De novo–assembled transcripts that passed the above filters were classified as missing from the genome assembly and compared with different sets of genomic sequences to ascertain their presence in other genotypes. For PN40024, we obtained both the set of Sanger sequences used for the current version of the genome (downloaded from ftp://ftp-private.ncbi.nlm.nih.gov/pub/TraceDB/vitis_vinifera/) and two different sets of Illumina genomic reads (downloaded from http://urgi.versailles.inra.fr/galaxy/u/nchoisne/h/pn40024-public-data). For Pinot Noir ENTAV115, we downloaded the final assembled sequences from GenBank (accession numbers AM423240 to AM489403; Velasco et al., 2007). PN40024 Sanger reads were aligned with BLAT v34x12 against the transcripts to find matches >100 bp with no gaps and sequence coverage ≥80% (Kent, 2002), whereas the other sets of sequences were aligned with BWA using default parameters. A histogram of the sequence coverage at each position was computed with genomeCoverageBed (Quinlan and Hall, 2010). Transcripts covered (≥80%) by PN40024 genomic reads were classified as novel (shared with Pinot Noir but not previously annotated), whereas the remainder were classified as varietal.
The novel and varietal transcripts were clustered based on similarity to sequences present in NR, VvGI, and the Tannat genome. A multiple alignment was performed for each cluster using mafft v6.864b (Katoh and Toh, 2008) and manually checked for consistency. Final clusters were considered to be genes. The gene space for genes missing from the assembled genome was assessed as described above.

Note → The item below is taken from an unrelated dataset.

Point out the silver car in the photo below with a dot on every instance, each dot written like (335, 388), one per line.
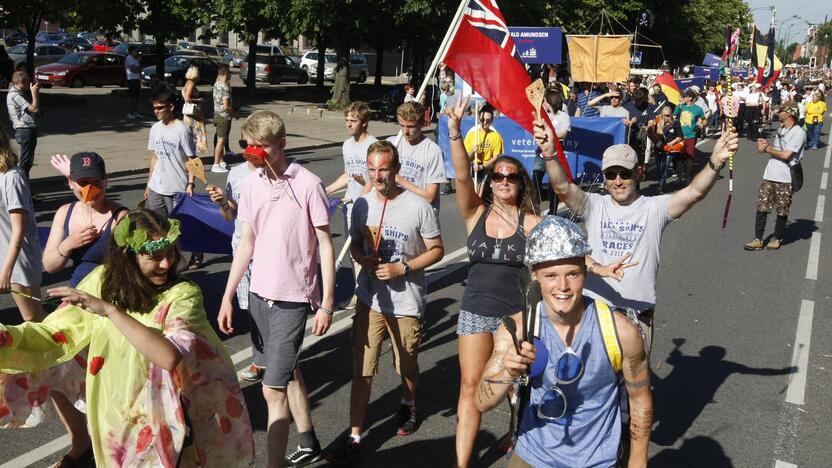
(44, 53)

Functional Annotation of Genes
Genes were functionally annotated by integrating the V1 manual annotation (Grimplet et al., 2012) and automatic annotations performed with Blast2GO (Conesa et al., 2005). Novel and varietal genes without assigned Enzyme Commission numbers were manually classified by BLAST using known polyphenol-related genes as reference sequences and discarding hits with an E-value >1*10−10.

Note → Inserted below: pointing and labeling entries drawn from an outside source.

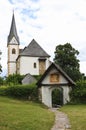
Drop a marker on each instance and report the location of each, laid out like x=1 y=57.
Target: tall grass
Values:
x=77 y=116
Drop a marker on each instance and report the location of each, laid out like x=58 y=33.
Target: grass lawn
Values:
x=77 y=116
x=24 y=115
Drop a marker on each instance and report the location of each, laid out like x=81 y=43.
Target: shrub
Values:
x=29 y=92
x=78 y=94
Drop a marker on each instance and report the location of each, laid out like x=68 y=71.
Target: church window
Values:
x=13 y=51
x=34 y=65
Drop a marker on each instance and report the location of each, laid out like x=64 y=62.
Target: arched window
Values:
x=13 y=51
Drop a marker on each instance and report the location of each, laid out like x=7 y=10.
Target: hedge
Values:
x=78 y=94
x=29 y=92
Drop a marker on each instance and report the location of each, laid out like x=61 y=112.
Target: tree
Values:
x=0 y=63
x=66 y=57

Expression of Polyphenol Pathway Genes
RNA-Seq reads were aligned against the Tannat genome and gene sequences with BWA using default parameters. We counted the mapping reads and calculated FPKM expression values for known, novel, and varietal genes using the R package DESeq with default parameters (Anders and Huber, 2010) to assess which genes were differentially expressed among the developmental stages and tissues under analysis (false discovery rate < 5%, |Log2FC| > 1).
Accession Numbers
Genomic sequence data from this article can be found in the NCBI Sequence Read Archive under accession numbers SRR863595 and SRR863618. Transcriptome sequence data from this article can be found in the NCBI Sequence Read Archive under accession numbers SRR866531, SRR866540, SRR866544, SRR866568, SRR866569, SRR866570, SRR866571, SRR866572, SRR866574, SRR866575, and SRR866576. Transcriptome shotgun assembly data from this article can be found in the NCBI Transcriptome Shotgun Assembly database under accession number GAKH00000000. Variation data are downloadable as IMR/DENOM sdi files from http://ddlab.sci.univr.it/files/Tannat/corvina.sdi and http://ddlab.sci.univr.it/files/Tannat/tannat.sdi. Annotations of known and novel genes can be downloaded from http://ddlab.sci.univr.it/files/Tannat/annotation.gtf. Mappings between varietal gene IDs and transcripts accession numbers can be downloaded from http://ddlab.sci.univr.it/files/Tannat/putative_transcripts2genes.
Supplemental Data
The following materials are available in the online version of this article.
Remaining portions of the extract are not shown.